When comparing my 16 stocks to the TSX Composite, we can see basically equivalent performance over the six-month period. I would add approximately 1.8% to the performance of my stocks for the dividend yield. It is still evident, however, that six months is too short a period to really judge the performance.
When comparing my 16 stocks to the Claymore Dividend Index (since Google didn’t have data for the TSX 60 index back to July),we see something interesting. While the Claymore fund beat my stock picks for the first four months, my stocks have done better over the last two months. This is due to the performance of specific choices, and really nothing more than noise.
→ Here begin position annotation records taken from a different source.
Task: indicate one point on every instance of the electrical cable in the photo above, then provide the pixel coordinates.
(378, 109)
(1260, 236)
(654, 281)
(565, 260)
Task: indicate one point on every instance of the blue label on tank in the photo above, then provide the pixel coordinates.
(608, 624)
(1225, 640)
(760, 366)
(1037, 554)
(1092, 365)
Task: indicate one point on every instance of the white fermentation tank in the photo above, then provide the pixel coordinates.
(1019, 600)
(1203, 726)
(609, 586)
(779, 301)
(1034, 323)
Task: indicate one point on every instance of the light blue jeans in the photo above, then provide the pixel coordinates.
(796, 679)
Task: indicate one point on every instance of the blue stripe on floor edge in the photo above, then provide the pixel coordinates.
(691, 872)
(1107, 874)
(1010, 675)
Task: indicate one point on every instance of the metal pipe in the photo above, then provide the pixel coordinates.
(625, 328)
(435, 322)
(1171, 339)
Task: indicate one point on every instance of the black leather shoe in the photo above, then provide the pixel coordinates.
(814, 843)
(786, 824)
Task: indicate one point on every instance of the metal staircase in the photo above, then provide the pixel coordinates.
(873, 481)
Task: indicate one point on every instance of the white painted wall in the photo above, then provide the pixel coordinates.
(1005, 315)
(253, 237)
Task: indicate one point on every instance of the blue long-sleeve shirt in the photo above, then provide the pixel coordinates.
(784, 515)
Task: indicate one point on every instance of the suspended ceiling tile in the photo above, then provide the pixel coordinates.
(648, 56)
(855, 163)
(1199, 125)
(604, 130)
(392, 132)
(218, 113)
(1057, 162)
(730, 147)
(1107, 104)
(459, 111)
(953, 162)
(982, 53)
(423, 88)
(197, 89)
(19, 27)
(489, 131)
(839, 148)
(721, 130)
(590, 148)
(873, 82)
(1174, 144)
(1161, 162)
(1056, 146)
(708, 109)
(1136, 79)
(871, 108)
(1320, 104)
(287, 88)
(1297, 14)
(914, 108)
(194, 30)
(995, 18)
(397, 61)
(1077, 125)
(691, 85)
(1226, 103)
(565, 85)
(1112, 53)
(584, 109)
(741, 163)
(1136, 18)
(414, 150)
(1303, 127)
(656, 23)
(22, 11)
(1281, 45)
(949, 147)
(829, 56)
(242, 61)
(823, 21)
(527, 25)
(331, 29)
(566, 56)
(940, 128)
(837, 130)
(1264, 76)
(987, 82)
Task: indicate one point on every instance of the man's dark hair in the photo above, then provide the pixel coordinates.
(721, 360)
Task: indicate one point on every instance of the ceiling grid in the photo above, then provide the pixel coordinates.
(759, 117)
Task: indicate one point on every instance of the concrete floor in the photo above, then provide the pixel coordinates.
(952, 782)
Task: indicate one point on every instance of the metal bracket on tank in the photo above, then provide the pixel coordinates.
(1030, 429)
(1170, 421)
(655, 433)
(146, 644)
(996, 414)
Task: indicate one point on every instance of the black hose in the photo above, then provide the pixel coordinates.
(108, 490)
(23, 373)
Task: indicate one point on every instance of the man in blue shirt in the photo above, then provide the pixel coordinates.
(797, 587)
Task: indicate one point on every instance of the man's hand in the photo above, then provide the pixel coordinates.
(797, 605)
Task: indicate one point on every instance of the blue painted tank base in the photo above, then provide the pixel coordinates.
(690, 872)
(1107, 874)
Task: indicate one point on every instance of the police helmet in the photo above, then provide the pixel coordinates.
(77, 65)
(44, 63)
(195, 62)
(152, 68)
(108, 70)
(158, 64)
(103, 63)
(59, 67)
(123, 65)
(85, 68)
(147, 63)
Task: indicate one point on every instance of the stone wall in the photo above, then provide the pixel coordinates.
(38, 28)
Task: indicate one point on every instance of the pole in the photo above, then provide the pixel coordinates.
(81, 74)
I wouldn’t be surprised if the culprit were MFC. Again, performance should be adjusted for dividends, adding 1.8% to my picks and 2.3% to Claymore (where the performance is already net of fees).
So far, I’m pleased that it’s not difficult to replicate the performance of the TSX 60 while owning fewer than 60 stocks and keeping costs lower than an ETF. I do notice that the weighting given to each stock has a strong influence on the outcome, and there may be a better way to determine the weighting rather than based on the current yield, such as the current P/E. This portfolio (now entered in Google for easy comparison) deserves to be revisited in another six months.